Header - S#08 / SPV Governance Capture · Owner - Lukas · Date - 2025-09-07 · Version - v1 · Pass-Fail - Pending
Problem statement - Founder quietly controls the SPV board and can move shares, waive rights, or amend bylaws without a real independent check. We need board design, reserved matters, and signing rules that force an independent co-sign on anything that matters.
Legal vulnerabilities
- Founder can appoint or remove a board majority; no independent supervisor with veto.
- No reserved matters list requiring independent consent for re-registration, asset transfer or pledge, amendments, related-party deals, financings, or TA/custodian changes.
- Quorum can be met without an independent; actions by written consent allow zero oversight.
- No related-party policy; founder can approve self-dealing.
- Founders remain whitelisted signers at TA/custodian; no dual-key.
- Purpose-lock absent or editable by simple vote; no removal-replacement mechanics for the independent.

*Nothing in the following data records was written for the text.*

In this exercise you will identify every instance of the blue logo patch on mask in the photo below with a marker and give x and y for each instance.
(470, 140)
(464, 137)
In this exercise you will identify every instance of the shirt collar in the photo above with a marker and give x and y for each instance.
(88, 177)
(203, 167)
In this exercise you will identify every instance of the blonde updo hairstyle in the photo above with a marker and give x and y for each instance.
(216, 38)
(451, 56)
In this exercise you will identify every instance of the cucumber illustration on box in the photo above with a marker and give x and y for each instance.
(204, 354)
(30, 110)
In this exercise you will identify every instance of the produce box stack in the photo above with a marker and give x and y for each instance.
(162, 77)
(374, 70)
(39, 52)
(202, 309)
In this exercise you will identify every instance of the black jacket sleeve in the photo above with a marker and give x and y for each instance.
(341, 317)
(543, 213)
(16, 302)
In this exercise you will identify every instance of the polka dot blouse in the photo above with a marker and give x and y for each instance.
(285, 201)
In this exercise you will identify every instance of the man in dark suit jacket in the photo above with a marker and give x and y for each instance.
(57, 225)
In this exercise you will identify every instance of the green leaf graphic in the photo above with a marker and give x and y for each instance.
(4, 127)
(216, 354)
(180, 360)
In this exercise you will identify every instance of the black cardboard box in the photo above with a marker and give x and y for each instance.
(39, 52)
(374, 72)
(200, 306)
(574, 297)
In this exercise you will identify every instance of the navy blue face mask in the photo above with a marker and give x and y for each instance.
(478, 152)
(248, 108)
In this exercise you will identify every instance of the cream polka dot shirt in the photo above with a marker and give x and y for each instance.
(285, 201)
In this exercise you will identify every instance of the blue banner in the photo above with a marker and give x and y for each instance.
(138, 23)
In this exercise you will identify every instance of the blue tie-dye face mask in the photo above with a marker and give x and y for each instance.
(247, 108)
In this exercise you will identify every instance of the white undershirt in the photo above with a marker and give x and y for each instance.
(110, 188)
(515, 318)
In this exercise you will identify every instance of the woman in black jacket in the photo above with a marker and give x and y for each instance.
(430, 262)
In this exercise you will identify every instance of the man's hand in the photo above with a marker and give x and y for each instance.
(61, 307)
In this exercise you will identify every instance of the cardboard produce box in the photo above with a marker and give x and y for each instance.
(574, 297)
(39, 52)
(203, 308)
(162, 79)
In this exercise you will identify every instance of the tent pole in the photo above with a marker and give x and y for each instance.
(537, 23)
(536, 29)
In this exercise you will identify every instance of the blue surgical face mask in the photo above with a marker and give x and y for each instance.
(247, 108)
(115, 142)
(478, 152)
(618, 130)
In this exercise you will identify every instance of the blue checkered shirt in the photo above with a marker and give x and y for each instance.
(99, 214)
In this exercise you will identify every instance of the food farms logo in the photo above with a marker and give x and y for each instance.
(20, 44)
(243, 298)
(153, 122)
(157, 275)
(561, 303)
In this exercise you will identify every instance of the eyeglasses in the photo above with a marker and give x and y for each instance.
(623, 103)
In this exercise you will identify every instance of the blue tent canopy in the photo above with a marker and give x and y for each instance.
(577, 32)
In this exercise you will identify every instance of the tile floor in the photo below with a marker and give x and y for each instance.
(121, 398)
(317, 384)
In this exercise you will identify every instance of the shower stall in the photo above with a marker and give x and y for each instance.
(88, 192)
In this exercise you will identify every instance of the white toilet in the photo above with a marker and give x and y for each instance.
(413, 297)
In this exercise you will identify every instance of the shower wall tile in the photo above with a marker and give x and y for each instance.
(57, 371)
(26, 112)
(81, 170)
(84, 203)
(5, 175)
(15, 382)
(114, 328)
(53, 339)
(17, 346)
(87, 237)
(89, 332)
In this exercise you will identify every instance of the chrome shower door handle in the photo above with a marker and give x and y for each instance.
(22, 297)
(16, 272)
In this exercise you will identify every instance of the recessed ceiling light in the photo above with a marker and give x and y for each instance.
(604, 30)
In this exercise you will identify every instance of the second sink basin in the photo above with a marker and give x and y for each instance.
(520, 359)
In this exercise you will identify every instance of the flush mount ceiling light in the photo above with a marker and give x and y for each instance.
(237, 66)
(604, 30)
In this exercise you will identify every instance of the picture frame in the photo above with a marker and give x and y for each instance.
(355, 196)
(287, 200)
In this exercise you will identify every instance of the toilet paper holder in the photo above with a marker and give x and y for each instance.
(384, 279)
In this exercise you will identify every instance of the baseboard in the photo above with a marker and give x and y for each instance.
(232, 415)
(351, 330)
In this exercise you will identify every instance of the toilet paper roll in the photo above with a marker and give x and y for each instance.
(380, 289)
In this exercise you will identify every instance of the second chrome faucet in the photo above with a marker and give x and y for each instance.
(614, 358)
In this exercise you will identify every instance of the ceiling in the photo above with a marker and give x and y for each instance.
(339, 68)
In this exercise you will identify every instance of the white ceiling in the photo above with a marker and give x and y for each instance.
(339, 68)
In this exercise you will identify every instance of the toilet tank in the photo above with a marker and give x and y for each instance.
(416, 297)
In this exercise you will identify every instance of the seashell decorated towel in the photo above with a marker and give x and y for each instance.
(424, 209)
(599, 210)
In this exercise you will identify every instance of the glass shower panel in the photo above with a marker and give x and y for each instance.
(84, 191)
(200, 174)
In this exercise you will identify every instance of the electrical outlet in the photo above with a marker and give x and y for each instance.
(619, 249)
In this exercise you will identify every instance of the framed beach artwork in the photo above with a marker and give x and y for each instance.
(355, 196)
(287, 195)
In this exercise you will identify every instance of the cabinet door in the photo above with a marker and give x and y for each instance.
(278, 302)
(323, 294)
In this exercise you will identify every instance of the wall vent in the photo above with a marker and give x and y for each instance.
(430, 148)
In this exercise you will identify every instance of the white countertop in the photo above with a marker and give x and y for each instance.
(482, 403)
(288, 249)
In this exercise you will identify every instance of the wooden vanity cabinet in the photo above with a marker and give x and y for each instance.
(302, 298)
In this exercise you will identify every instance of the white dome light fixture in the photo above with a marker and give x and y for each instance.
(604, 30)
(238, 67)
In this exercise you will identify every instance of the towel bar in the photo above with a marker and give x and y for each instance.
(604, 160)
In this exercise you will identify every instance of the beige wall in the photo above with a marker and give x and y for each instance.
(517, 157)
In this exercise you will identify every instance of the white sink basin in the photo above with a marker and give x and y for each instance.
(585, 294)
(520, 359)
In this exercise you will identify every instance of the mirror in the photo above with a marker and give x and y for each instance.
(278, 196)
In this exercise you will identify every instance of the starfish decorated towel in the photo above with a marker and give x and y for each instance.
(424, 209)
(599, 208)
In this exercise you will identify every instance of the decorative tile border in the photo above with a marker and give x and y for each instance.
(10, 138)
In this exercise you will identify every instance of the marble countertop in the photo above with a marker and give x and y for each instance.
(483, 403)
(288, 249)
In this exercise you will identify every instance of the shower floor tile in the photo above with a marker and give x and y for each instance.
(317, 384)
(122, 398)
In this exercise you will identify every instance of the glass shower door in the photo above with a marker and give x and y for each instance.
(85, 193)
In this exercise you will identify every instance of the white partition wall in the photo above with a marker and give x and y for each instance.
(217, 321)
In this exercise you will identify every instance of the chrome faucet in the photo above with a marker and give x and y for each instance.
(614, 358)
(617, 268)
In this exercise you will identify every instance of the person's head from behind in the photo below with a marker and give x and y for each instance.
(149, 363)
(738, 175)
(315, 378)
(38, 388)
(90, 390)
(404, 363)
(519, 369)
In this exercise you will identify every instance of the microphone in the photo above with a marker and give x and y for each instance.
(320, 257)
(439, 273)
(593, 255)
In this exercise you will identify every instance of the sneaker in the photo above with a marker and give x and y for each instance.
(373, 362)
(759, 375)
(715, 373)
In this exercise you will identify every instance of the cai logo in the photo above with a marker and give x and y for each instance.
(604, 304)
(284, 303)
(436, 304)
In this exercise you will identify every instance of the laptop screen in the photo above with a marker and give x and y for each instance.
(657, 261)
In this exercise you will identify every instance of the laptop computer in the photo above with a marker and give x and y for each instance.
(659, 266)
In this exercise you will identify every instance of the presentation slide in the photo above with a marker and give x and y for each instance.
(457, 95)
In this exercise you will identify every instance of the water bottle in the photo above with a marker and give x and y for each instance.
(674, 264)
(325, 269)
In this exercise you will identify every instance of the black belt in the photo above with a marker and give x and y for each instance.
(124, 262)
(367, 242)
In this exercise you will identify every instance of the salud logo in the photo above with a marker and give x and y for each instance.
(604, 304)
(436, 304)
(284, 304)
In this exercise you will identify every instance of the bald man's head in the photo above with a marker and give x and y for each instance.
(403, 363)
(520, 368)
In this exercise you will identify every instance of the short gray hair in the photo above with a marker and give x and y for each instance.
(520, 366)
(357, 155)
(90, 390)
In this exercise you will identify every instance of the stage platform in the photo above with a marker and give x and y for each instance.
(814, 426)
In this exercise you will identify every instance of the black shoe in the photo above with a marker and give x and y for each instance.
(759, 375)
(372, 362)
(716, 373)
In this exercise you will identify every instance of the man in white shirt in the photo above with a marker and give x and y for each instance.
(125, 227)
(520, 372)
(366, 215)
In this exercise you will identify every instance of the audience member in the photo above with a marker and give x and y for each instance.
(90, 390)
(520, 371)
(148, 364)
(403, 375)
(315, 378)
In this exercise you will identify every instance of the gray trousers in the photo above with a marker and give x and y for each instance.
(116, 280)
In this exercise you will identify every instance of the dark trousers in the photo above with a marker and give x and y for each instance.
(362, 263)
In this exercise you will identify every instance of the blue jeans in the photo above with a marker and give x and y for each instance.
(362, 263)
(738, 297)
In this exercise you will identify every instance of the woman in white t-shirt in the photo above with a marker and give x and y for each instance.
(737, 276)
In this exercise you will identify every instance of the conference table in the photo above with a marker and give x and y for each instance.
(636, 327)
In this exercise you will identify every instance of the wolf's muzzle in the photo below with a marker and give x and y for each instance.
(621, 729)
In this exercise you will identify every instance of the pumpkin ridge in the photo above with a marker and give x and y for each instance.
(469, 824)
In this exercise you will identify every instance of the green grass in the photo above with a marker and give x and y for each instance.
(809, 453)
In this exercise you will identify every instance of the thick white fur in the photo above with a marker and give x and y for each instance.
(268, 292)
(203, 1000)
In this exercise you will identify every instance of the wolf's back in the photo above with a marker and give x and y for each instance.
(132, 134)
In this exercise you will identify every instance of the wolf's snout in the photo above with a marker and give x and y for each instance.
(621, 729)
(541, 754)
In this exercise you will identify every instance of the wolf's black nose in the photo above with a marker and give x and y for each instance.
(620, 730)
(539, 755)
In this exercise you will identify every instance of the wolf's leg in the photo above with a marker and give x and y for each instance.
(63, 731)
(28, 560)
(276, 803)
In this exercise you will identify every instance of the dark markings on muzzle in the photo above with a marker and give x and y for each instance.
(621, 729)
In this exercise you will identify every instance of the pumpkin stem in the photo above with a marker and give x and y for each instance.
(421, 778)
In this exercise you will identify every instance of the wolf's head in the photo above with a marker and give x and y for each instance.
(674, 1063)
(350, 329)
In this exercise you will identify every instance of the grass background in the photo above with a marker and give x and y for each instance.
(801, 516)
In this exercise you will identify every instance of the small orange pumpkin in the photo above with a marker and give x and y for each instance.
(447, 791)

- Weak status-quo/specific-performance hooks; unclear venue enables forum shopping.
Regulatory risks
- If you market “independent governance” but it is not real, that looks like a misstatement during issuance or resource allocations. If a captured SPV approves equity-looking payouts, regulators can argue securities drift.
Market precedents
- Failures - structures lacking an independent, reserved matters, and dual-control ops.
- Survivals - structured-finance-style SPVs with independent vetoes and two-key controls, plus TA/custodian alerts that block unilateral moves.
Proposed mitigations
- Board and independence - at least one independent supervisor or trustee; quorum requires the independent; specified actions need their affirmative consent; removal only for cause with replacement by DAO or external nominator.
- Reserved matters - independent consent for any share movement or re-registration, asset transfer or pledge, bylaw or charter amendment, related-party transaction, custodian or TA replacement, equity-like debt, waivers, and exit approvals.
- Dual-key execution - founders not on signer list; all TA or custodian instructions need independent plus counsel co-sign; TA must reject changes absent dual-sign and a final non-appealable order.
- Purpose-lock and conflicts - no transfers back to founders or affiliates; related-party policy requiring disclosure and independent approval.